Real improvements rarely come from theory alone. One example stands out: a research group flagged crystallization issues tied to long-term shipping. We looked closer and modified drum liners and added desiccant placement. That move, once verified by post-shipment inspection and analytical data, stayed on as a standard operating practice. Similar stories exist for pre-delivery sieving, which cuts down on flow variability in automated reagent dispensers, and re-validation of melting range to confirm storage stability after shipping to different climate zones.
Direct users report a significant reduction in reruns and analytical headaches compared to off-brand or repackaged sources. Having contact with the producer means practical concerns — like the timing of the final drying step, or the way material sits in drums — get direct attention. We value those close, ongoing conversations; as much as our internal checks matter, partner feedback remains a primary source of new improvements.
Sourcing raw materials and driving process improvements cannot ignore sustainability. Over the last decade, we phased in greener solvents and closed-loop recycling for process streams feeding this product’s synthesis. Valve upgrades, better heat exchange management, and in-process monitoring have cut down on solvent loss and reduced our emissions footprint.
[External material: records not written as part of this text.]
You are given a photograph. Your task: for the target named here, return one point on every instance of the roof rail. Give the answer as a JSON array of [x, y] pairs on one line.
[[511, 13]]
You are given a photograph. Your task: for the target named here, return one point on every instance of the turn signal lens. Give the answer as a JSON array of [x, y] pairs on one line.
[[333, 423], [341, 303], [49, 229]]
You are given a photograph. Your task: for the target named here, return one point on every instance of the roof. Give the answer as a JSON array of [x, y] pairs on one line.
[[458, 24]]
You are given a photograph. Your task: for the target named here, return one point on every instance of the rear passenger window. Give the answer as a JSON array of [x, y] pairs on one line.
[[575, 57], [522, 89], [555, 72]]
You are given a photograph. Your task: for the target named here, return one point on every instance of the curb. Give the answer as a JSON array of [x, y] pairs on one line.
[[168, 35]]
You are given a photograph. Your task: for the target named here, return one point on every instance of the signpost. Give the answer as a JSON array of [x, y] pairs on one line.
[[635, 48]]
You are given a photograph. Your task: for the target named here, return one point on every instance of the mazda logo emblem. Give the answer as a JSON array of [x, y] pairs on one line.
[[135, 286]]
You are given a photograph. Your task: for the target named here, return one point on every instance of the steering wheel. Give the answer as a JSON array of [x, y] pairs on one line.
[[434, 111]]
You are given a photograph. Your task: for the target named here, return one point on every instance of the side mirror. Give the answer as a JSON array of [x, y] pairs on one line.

As regulations continue to advance, our approach has shifted toward full transparency on process changes and environmental impact — not every move is easy, but responsibility on this front means future-proofing for both our operation and our end-users.
In-process wastewater is handled through upgraded onsite treatment. Monitoring for trace residues avoids unnoticed long-term buildup, and monthly compliance checks back up daily logs. Our company understands that sustainability isn’t a checklist — it’s an evolving practice. Regular audits and project reviews include suppliers and shipping partners to extend this approach outside plant gates.
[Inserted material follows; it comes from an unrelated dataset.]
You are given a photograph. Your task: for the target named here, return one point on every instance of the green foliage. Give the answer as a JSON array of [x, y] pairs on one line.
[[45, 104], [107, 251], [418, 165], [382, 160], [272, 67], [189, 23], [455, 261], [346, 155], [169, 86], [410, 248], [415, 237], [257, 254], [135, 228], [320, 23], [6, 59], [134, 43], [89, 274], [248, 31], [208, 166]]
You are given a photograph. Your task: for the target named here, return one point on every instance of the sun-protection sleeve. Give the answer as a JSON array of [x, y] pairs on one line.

Customers need more than just paperwork or datasheets to trust a product; they rely on real results and a dependable relationship with the maker. Many relationships we maintain span a decade or more, built on steady shipments, clear communication during challenges, and fast turnaround during project crunch times. Production teams share updates on how this product performs not only within our plant walls but also at the receiving end — knowledge that helps inform the next improvement.
Partners return for repeat business because what arrives on their loading docks matches expectations, shipment after shipment. This certainty grows from well-trained operators, proven process steps, and openness about what can — and cannot — be delivered, especially as new needs surface in the market. No one in our line of work expects chemical manufacturing to stand still. Each year brings new specifications, regulatory targets, and performance goals, so adaptability stands beside experience at the core of daily production.
The story of ethyl 4-methoxy-1H-pyrrolo[2,3-b]pyridine-2-carboxylate isn’t just a record of molecule and method. This product, shaped by years of laboratory analysis, plant-scale adjustment, and chemistry-driven dialogue with end users, supports some of the most innovative work underway in R&D, process chemistry, and beyond. Each lot ships with traceable quality, born of hands-on oversight and a willingness to update approaches as evidence demands.
We stand behind this compound not simply because our name runs on the batch slip, but because the long arc of benchwork, operator experience, and open exchange with users built its reputation. Today, as before, those who rely on it can expect a product whose roots run deep in real-world chemical manufacturing.